Visibility and marketing tools
When we started our journey, you could only find us on our own GitLab and this blog. When we had our first code release, we set up memri.io, and two weeks ago we launched a consumer focused website memri.cloud. We need marketing tools to make sure we can reach our audience and effectively communicate our message. However, many of those tools are not as privacy minded as we would like. Luckily, after some research, we did manage to find solutions that meet our standards. On memri.cloud you can subscribe to our mailing list, which we manage with Mailchimp. It gives us control to not track user data, and to not share our mailing list data with Mailchimp itself. For website analytics we use Plausible, which gives us insight in our traffic while preserving our visitors’ privacy. If you're interested in how they protect your privacy, check out this in depth explanation.
As you may have read in our previous sprint update, we are redesigning how we define the database schema. We did not yet finish our design, and we plan to explain it in detail when we do.

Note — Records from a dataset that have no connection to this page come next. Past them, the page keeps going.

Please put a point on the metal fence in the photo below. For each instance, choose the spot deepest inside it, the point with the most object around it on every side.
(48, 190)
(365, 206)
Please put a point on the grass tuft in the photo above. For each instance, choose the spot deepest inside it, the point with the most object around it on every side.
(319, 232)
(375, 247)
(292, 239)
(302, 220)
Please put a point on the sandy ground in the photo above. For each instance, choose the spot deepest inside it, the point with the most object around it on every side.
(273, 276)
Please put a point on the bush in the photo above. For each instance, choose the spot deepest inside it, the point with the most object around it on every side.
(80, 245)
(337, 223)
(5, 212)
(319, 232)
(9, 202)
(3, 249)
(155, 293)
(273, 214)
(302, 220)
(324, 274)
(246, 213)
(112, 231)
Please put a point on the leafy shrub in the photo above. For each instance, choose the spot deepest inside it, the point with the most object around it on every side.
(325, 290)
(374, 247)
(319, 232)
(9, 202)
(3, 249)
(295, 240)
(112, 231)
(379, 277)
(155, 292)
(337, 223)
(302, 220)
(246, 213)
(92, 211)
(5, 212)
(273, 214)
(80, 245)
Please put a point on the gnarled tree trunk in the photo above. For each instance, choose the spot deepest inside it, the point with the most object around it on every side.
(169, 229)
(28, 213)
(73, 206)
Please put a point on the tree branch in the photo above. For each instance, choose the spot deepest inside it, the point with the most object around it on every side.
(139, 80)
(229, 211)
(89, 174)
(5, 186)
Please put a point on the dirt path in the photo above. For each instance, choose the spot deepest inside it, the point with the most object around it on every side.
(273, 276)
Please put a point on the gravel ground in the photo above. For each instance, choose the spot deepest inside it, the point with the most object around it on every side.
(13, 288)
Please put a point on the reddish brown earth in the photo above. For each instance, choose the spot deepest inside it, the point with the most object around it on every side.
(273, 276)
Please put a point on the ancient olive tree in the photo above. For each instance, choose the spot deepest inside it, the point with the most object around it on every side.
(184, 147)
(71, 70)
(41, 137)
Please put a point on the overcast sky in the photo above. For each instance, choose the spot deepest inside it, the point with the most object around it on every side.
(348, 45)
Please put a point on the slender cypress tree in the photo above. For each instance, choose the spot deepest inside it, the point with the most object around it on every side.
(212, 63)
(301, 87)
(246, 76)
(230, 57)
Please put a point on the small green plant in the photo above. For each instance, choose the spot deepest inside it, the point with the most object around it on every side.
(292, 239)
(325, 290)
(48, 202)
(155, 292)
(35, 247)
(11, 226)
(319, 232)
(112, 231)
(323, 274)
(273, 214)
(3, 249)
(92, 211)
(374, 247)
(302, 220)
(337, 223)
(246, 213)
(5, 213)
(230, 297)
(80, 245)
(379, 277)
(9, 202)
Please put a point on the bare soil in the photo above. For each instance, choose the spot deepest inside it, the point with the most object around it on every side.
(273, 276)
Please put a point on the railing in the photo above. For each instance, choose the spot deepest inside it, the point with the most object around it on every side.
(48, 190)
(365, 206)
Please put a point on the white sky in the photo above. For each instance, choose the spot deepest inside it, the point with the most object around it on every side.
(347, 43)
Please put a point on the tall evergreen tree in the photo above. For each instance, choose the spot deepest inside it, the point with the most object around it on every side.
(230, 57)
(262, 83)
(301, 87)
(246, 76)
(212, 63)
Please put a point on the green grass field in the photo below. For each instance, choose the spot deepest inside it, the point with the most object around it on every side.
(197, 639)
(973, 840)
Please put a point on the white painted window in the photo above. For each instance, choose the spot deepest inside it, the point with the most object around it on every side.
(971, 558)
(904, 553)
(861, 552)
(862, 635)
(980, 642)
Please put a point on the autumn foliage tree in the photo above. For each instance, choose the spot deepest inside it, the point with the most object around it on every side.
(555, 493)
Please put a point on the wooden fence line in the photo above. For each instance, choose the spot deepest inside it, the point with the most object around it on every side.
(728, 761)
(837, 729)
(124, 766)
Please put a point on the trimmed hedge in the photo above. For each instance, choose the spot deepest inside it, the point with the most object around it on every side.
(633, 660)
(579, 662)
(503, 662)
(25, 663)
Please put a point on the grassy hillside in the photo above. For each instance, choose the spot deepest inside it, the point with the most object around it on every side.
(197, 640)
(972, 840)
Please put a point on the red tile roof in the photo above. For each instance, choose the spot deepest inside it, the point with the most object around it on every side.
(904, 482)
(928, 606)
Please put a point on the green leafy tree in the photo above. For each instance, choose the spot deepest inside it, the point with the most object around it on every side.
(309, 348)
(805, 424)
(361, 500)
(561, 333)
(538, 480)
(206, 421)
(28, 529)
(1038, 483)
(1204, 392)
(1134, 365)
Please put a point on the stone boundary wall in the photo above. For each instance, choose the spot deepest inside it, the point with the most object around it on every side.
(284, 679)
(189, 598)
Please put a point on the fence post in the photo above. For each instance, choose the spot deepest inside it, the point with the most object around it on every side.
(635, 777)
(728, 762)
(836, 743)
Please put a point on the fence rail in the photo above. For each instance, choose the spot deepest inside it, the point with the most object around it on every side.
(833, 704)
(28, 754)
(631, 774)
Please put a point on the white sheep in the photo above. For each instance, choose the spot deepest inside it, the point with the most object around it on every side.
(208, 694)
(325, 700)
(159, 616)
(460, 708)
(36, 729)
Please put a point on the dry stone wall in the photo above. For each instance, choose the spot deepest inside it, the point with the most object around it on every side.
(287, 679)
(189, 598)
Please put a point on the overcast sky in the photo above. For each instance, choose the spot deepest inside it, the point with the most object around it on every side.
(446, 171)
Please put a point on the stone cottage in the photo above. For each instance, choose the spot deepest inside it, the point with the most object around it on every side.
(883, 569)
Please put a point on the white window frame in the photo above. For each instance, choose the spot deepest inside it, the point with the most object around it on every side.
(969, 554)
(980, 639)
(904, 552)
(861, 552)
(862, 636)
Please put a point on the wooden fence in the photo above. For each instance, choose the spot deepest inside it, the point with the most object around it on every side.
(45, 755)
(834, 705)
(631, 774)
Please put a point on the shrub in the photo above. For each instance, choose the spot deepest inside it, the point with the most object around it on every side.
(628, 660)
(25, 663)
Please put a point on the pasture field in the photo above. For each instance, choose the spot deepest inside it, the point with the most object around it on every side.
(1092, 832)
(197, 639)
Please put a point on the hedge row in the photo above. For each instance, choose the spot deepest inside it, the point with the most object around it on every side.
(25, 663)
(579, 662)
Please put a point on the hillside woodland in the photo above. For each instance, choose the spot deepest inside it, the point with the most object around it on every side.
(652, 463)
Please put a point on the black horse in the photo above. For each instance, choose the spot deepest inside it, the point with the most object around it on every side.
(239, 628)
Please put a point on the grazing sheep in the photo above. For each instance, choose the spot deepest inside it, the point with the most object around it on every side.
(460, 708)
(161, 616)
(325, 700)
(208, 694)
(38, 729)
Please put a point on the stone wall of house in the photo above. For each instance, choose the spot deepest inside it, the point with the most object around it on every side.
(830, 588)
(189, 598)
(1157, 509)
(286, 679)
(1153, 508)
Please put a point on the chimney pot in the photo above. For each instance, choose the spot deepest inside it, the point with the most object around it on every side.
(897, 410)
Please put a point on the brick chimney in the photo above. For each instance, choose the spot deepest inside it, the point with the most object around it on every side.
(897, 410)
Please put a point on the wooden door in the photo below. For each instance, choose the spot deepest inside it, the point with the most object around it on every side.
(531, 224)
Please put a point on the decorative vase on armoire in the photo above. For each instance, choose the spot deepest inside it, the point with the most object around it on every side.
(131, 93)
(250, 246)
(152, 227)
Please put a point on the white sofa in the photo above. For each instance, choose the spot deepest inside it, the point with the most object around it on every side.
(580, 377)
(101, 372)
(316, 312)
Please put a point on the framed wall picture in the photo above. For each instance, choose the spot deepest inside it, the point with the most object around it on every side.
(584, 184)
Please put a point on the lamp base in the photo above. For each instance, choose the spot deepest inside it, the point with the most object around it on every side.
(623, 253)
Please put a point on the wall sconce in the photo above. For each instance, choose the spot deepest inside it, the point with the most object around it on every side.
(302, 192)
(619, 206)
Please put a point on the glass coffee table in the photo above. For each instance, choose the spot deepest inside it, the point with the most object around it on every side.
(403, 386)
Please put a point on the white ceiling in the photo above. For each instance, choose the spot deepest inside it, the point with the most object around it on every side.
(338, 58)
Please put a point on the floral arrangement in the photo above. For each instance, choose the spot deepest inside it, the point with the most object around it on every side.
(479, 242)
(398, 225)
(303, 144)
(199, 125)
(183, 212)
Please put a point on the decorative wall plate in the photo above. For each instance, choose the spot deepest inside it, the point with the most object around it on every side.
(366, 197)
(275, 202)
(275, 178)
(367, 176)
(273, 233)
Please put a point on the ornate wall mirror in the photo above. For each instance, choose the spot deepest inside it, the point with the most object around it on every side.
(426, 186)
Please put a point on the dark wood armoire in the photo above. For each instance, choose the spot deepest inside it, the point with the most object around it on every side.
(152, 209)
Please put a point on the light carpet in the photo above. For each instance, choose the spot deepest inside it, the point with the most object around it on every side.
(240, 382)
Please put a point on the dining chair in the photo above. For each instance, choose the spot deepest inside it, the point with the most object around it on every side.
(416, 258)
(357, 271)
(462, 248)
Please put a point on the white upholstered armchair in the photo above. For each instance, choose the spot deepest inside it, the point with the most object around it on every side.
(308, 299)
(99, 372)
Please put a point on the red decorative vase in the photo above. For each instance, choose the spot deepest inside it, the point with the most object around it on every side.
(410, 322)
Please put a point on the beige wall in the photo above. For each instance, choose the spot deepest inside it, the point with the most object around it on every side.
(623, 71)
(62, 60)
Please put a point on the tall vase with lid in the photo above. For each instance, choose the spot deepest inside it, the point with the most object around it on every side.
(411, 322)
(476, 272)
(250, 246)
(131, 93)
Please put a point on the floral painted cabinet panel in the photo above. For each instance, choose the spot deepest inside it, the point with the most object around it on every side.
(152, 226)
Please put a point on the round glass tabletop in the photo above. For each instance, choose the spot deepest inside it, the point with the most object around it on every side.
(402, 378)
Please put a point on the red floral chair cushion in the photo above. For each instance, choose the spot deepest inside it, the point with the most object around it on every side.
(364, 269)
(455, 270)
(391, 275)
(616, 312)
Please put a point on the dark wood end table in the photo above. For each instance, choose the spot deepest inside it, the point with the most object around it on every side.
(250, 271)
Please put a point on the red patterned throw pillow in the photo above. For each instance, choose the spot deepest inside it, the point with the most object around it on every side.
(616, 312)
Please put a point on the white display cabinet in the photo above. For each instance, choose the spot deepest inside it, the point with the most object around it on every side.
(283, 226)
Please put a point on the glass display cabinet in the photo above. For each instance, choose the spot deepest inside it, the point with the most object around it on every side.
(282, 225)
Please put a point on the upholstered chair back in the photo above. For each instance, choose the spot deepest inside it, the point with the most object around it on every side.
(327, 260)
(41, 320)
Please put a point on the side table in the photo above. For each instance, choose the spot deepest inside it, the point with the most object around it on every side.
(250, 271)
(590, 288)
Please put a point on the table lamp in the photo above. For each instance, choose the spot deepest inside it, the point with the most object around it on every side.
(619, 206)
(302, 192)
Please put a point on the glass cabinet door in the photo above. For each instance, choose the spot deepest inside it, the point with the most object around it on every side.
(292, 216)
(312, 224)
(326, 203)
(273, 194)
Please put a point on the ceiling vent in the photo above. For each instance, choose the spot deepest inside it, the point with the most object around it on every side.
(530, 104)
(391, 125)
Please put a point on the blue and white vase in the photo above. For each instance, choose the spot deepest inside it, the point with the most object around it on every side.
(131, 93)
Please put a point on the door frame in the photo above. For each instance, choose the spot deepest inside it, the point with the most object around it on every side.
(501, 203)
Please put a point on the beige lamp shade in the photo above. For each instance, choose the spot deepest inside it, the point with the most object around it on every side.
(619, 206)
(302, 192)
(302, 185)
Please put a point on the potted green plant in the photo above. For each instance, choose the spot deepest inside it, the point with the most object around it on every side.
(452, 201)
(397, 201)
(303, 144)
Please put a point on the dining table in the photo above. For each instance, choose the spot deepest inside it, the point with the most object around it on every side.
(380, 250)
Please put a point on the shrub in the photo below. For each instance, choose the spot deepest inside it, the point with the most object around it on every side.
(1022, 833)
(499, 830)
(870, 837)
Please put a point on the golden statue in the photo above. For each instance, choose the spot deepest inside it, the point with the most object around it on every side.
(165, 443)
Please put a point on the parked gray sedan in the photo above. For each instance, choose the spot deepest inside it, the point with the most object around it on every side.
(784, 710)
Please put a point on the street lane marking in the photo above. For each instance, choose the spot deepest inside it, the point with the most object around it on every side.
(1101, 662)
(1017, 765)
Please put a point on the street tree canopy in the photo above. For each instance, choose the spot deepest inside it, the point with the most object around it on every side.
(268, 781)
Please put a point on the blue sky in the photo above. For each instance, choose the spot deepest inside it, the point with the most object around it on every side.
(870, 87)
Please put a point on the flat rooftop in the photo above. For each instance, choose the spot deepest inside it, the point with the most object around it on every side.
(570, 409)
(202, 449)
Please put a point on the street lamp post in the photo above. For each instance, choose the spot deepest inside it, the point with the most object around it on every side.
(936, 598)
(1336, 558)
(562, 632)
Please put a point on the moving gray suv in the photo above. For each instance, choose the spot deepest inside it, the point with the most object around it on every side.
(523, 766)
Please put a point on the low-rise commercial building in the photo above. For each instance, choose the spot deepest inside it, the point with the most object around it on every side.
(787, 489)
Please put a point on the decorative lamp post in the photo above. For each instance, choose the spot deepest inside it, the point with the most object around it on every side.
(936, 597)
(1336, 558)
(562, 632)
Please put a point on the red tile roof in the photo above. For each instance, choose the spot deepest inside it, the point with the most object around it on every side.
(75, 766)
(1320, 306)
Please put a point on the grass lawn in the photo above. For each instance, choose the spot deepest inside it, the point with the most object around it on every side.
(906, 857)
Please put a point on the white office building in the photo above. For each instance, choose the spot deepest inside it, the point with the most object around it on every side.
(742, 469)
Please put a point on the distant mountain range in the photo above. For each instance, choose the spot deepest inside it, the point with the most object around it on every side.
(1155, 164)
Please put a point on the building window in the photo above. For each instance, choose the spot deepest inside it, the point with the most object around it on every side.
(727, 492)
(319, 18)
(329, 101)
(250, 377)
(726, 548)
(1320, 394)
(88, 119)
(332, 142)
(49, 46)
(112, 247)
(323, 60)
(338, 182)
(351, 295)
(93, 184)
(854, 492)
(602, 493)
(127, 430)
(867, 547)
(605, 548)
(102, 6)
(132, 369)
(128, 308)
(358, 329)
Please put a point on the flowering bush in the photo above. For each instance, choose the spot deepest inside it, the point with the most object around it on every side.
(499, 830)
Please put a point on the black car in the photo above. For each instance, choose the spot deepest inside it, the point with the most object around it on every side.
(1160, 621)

However, we can already share some decision we made to give you an idea of what we are aiming or:
- We want the schema to be diffable, which means you can easily see what changes a developer made when merging new features into the product. This will make it easy to prevent conflicts and validate decisions as the schema grows.
- Instead of a schema repository that defines the whole schema, we now have integrators define their own 'part' of the schema they need to function. This way, we have datatypes defined together with the code that needs them.
- We will create some sort of plugin repository to keep track of all (validated) integrators. This will allow us to prevent conflicts between integrators, and to easily see all schema definitions is one place.
On the financial side, we are almost closing our first investment round. With the bank account set up and most of the negotiated investments signed, we expect the process and thus the round to close within the next week or two. This will allow us to focus on building new features without distractions for a year or two, and to grow our team where we lack skills, which is definitely good news for the project! More details will follow when we finalize the round!